People, Travel

Tourism Demand Stymied by Underdeveloped Infrastructure

Tourism Demand Stymied by Underdeveloped InfrastructureTourism Demand Stymied by Underdeveloped Infrastructure

Iran’s underdeveloped tourism infrastructure has failed to keep pace with the growing demand to visit the long-isolated country, forcing travel agencies to reduce their tour capacities.

The government has opened tourism information offices in 16 countries in a bid to promote Iran as a holiday destination. The offices are run by Iranians who own travel agencies in the target countries.

Abbas Davoudi, owner of a travel agency in Italy and head of a tourism information office in Milan, says the demand for travel to Iran has been growing but due to a lack of infrastructure, specifically quality hotels, he has been unable to organize tours at full capacity.

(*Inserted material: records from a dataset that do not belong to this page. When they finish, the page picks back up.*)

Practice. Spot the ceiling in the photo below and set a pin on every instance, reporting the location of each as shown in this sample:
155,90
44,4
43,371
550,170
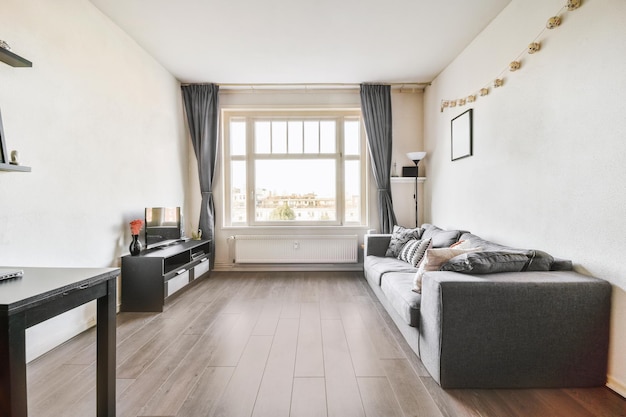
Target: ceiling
302,41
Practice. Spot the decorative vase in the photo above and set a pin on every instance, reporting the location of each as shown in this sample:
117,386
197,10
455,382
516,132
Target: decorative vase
135,246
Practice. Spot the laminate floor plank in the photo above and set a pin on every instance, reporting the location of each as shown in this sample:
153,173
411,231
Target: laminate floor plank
268,319
414,399
342,392
44,392
309,354
378,397
380,335
171,329
274,397
171,395
365,358
600,401
145,385
240,394
207,392
232,345
308,398
297,344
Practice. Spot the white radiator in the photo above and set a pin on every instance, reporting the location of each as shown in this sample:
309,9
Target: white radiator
295,249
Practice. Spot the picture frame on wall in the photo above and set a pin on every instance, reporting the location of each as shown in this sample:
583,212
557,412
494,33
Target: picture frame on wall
4,157
461,135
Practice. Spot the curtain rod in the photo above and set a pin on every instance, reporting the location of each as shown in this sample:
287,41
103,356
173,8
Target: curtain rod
312,86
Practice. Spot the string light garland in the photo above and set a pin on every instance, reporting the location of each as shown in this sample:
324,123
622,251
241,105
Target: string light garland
515,65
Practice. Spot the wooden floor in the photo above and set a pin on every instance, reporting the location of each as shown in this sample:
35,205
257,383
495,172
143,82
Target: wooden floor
277,344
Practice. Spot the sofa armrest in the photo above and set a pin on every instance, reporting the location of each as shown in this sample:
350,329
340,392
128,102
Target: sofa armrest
515,330
376,244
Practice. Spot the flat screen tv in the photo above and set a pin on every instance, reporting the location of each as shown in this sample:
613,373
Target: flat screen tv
164,225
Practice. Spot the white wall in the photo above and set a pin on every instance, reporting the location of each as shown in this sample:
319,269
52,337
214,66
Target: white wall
548,167
101,125
407,137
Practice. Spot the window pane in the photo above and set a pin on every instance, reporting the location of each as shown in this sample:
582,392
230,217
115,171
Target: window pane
295,137
352,137
295,190
279,137
238,137
238,191
352,191
311,137
262,137
328,137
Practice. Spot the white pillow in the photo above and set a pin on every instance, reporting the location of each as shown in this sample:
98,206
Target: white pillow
433,259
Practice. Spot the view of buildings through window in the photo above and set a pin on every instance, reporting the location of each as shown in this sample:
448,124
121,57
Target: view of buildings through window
288,168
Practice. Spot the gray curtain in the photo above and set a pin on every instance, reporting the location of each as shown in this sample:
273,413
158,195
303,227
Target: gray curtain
376,109
202,107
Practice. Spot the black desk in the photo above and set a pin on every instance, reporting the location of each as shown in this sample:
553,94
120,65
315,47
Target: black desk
43,293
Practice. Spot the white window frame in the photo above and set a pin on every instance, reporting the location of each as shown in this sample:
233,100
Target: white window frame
250,116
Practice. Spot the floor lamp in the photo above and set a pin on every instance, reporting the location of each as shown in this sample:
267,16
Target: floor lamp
416,157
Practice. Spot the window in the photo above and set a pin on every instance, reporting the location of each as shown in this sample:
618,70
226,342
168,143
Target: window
294,167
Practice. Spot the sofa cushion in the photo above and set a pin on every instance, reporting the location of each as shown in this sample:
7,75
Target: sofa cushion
414,250
376,266
538,260
487,262
397,290
441,238
399,237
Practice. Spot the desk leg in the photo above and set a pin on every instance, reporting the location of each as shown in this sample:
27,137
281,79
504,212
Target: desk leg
105,385
13,402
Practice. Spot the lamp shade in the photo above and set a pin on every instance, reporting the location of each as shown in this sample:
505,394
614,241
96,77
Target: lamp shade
416,156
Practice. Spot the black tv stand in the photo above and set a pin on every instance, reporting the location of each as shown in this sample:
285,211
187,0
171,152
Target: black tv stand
156,274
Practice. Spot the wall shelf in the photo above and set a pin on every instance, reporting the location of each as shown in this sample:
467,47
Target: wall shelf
408,179
13,60
15,168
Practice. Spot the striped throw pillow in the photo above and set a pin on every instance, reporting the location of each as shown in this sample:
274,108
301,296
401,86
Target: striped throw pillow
413,251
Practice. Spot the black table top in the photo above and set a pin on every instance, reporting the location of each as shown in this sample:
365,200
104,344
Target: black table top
40,283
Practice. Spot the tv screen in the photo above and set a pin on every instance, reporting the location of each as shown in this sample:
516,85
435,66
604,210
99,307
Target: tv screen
163,225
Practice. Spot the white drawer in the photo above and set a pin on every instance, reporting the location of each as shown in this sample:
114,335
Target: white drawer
177,283
201,268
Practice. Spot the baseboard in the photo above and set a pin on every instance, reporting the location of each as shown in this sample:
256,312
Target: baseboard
234,267
617,386
50,335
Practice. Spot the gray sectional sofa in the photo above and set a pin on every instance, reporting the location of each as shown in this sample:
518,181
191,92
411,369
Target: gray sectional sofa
547,326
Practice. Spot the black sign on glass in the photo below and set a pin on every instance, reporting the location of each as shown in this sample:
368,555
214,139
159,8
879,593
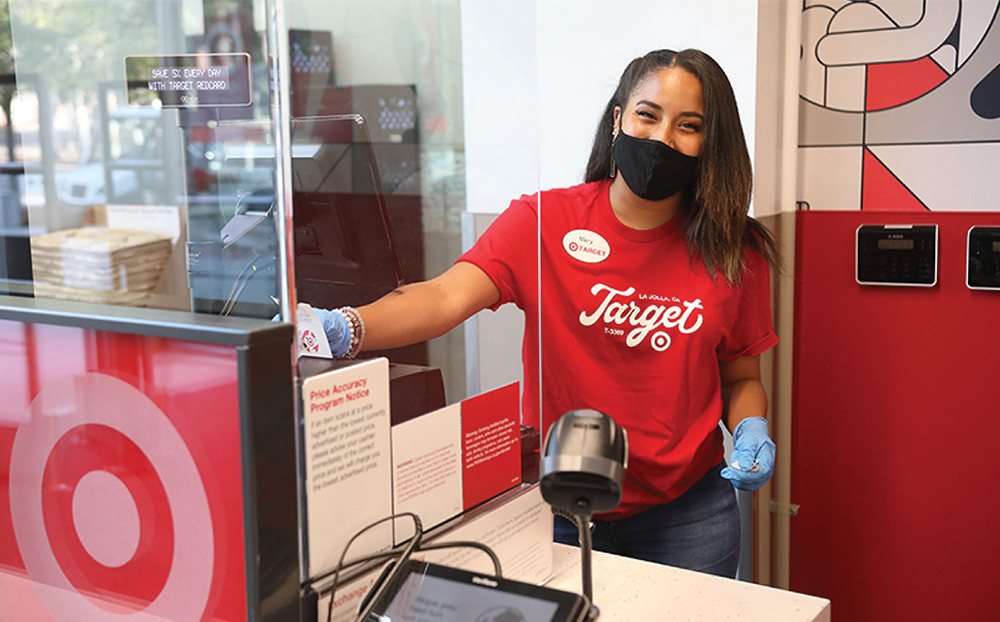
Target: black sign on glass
189,80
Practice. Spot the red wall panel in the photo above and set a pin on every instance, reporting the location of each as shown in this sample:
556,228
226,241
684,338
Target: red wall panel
896,406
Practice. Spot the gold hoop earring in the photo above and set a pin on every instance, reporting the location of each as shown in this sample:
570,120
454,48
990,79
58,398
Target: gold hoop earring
613,170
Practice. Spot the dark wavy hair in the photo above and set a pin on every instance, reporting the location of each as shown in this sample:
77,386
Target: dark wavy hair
716,220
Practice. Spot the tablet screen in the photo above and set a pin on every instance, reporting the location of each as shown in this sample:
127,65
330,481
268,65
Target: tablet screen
425,598
430,593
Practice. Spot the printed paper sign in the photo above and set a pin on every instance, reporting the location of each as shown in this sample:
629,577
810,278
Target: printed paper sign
491,444
348,467
427,467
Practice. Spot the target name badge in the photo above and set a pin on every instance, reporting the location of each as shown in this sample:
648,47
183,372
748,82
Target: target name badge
586,246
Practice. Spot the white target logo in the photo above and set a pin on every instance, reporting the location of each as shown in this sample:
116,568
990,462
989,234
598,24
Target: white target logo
105,495
660,341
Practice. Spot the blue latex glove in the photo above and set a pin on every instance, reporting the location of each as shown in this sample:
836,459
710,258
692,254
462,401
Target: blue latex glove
337,331
752,461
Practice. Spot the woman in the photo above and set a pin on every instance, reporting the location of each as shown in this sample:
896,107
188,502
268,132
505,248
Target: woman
656,306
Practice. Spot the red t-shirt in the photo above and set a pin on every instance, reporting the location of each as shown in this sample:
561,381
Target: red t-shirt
629,326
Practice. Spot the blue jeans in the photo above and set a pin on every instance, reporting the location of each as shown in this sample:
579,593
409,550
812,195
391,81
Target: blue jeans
700,530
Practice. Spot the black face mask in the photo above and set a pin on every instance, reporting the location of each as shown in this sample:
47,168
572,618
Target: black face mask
651,169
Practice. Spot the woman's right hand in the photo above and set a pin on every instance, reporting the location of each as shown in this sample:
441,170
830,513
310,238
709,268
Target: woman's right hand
338,333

“There’s a 30 to 40% increase in demand, but unless we develop our infrastructure we won’t be able to keep up,” he told ISNA.

Iran, whose stated goal is to attract 20 million tourists by 2025, has just over 1,100 hotels, less than 140 of which are four- and five-star facilities. Experts say the country needs around 400 high quality hotels to accommodate the anticipated influx of foreign tourists.

Last year, just over 5 million foreign tourists traveled to Iran.

“We attend the largest tourism expos in the world in an attempt to promote Iran’s lesser-known attractions, which piques people’s interest, many of whom request to sign up for tours.

“But we regularly find ourselves having to reject many potential tourists because we know we can’t put them up anywhere,” he said.

Davoudi called on the government to speed up efforts to develop infrastructure, adding: “

The government is in a position to facilitate investment…they must do everything in their power to bring investors to Iran.”

German and Turkish firms have agreed to build a combined 20 hotels in the next decade in various locations in Iran, while other groups such as Spain’s Melia Hotels and the Abu Dhabi-based Rotana are already building quality hotels.

Last October, France’s Accor opened two midscale hotels—Ibis and Novotel—near Imam Khomeini International Airport, 30 kilometers south of Tehran.